She’s got it all wrong. If there is a major falsehood, it is this. “I changed my mind. I knew I couldn’t go through with it.”

Rage stomps through her eyes as she pieces it all together; all the bits that once didn’t make any sense. “All this time you were making suggestions and criticizing our food event on the night of the fight, and you made me think I was stupid when I told you about my idea for the small business units.
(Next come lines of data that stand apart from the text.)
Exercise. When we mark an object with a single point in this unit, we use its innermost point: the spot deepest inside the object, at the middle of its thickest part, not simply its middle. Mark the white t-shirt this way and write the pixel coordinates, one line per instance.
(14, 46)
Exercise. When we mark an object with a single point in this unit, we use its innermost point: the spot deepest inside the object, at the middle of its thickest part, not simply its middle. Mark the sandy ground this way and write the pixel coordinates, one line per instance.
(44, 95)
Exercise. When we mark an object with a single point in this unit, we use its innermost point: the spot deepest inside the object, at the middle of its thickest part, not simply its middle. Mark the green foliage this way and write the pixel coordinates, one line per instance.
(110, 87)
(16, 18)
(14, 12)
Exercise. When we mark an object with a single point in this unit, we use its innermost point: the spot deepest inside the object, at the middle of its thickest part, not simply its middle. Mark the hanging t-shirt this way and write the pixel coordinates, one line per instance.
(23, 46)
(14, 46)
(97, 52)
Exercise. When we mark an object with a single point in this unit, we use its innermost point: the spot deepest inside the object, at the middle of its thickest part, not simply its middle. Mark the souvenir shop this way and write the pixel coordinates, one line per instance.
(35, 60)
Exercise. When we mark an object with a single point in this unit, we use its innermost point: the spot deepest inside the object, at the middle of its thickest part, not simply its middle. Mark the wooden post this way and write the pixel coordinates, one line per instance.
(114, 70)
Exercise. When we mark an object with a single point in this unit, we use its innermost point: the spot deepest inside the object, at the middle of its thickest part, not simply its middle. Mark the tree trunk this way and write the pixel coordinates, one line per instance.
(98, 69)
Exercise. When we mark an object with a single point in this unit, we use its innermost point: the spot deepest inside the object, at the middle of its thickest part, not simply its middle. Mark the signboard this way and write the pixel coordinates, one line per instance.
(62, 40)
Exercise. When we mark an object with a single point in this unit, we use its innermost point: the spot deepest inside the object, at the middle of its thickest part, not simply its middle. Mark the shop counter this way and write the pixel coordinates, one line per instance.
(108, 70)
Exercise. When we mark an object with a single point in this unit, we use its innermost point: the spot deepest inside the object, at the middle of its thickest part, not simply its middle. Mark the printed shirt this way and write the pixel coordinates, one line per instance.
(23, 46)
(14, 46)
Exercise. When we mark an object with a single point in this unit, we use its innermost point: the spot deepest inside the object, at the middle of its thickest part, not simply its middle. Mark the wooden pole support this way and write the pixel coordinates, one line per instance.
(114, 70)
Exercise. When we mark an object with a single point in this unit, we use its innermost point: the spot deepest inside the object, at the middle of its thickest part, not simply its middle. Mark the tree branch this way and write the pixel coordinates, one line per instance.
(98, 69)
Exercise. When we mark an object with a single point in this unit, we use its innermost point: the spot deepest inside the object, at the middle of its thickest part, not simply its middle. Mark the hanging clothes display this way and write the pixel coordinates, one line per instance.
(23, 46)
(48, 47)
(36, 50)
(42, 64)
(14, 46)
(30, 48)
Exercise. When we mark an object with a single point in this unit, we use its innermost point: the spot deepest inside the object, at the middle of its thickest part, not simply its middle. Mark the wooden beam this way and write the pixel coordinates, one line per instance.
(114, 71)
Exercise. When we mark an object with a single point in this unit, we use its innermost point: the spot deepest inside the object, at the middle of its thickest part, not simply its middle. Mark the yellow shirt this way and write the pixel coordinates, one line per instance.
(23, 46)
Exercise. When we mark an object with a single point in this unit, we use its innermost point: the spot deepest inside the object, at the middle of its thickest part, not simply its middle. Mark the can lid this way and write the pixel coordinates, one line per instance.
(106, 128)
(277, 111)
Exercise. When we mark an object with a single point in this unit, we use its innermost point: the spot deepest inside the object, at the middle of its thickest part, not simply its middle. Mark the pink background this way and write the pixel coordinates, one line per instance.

And your gripes and moans about the buckets and the leaky roof.”

“I saved your life.”

She blinks and mimics a damsel in distress. “Oh, yes, you saved me.” Her hands fly to her chest in a theatrical manner.

“I know that what I did was wrong, Kyra. To think that I could infiltrate your company and somehow persuade you to move.”

“It was morally wrong and completely stupid. ‘The’ Brandon Hawks—not Brad Hartley the traveler who worked on community projects—but a billionaire’s son infiltrating Redhill.” She scoffs in disgust.

Guilt grips my insides with its pincers and squeezes hard. “I was hiding from who I used to be. I wanted the old me gone. I reinvented myself. With a billionaire for a father, it’s easy enough to do. So, you see, nobody knew me. Though that might change now with that fucking photographer Jessica hired.” I shake my head in disgust. She has left no stone unturned. Her scheming, manipulative mind had it all planned out.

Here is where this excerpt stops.